“That’s ol’ Hand. He’s a bad egg. I s’pose I’d ought to fire him, but he’s a good logger, and they are mighty scarce ’round these diggin’s.” He yawned sleepily. “Got to fix a ‘spar-tree’ for a ‘high-lead’ to-morrow, so I better hit the hay.”
Preparing the “spar-tree” for “high-lead,” or “sky-line” rigging, is the most spectacular and thrilling performance in the logging industry. A standing tree is trimmed of top and branches, then strengthened with guys. With the pull coming from this altitude, the advantage over the straight ground pull is enormous as logs are lifted high in air over all impedimenta. The men who do this hazardous work are known as “high-riggers.”
Next morning, a man with a short-handled axe, wearing a wide belt to pass around the treetrunk, and a pair of lineman’s spurs, slowly climbed a big fir. As he ascended he trimmed the trunk clear of limbs. Quite a crowd gathered, among them the trapper, with his rifle on his arm.
“I ain’t got a ‘high-rigger’ in the outfit,” growled Gillis. “This feller agreed to trim her, but he says he never chopped the top off one, so I guess we’ll dynamite her.”
The explosive, with a detonating cap, was tied around the top of the tree and wires strung to the ground. For some reason the batteries would not act, and Gillis chafed under the delay.
“I kin set her off for ye,” said the old trapper.
Gillis turned to him. “How?”
The trapper tapped his gun. “Put a piece of paper on the cap so’ I kin see her and I’ll pop it.”
“That’s a new one on me,” laughed Gillis.
He sent the man aloft to place a square piece of pasteboard on the cap.
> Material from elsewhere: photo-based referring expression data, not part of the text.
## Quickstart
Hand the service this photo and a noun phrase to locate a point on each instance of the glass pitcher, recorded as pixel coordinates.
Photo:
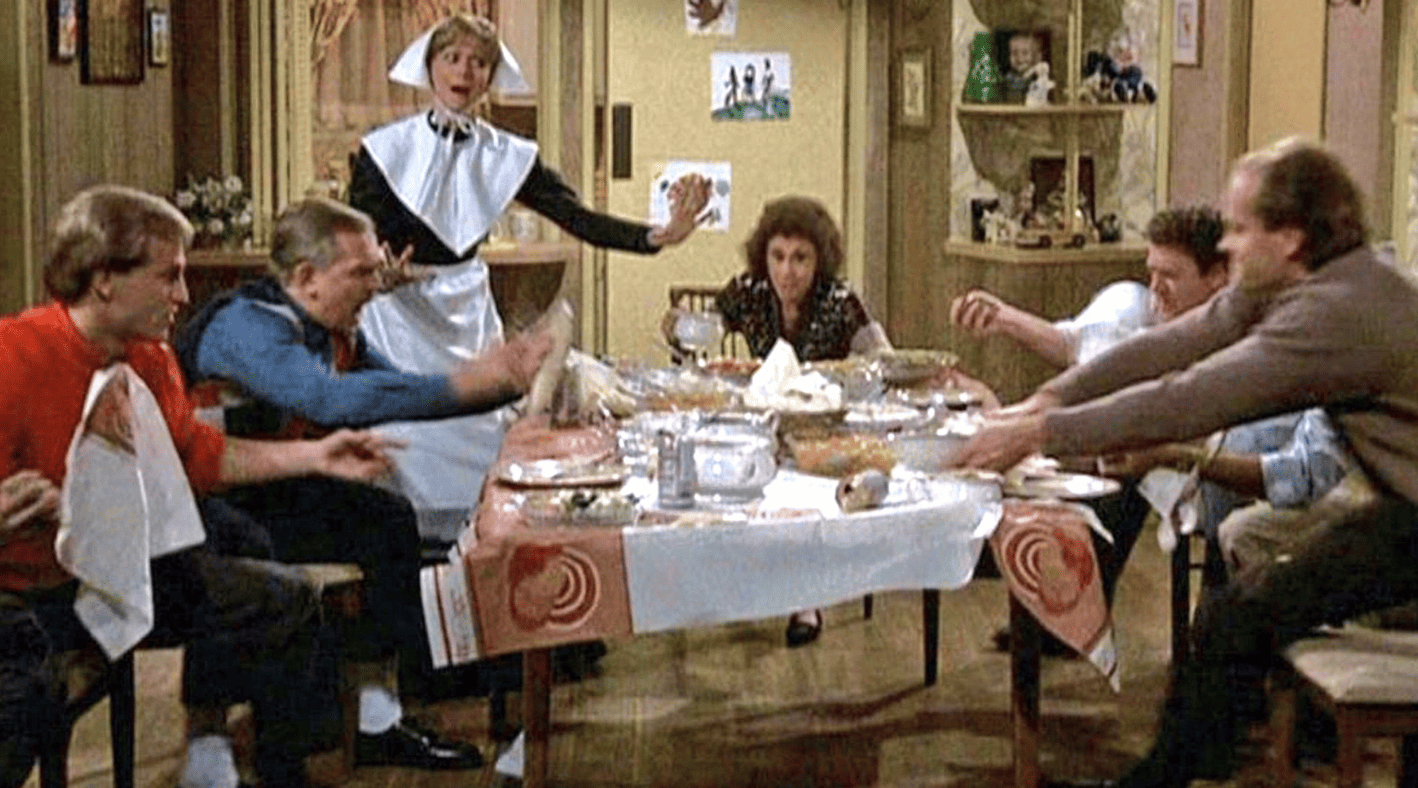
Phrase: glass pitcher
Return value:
(732, 466)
The men moved back from the foot of the tree, and Gillis gave the signal that all was clear. The old man sprang briskly to the top of a stump, tipped his big hat to the back of his head, and raised his rifle slowly. For an instant the long barrel wavered slightly, then steadied. The report of the rifle was drowned by a splintering crash. The heavily-branched top lifted, then came hurtling through the air to strike the ground a mass of wreckage. For a moment the big spar swayed drunkenly from the shock, then stood stark and rigid. Deprived of its fronds of green, it appeared a ghastly relic of its former self.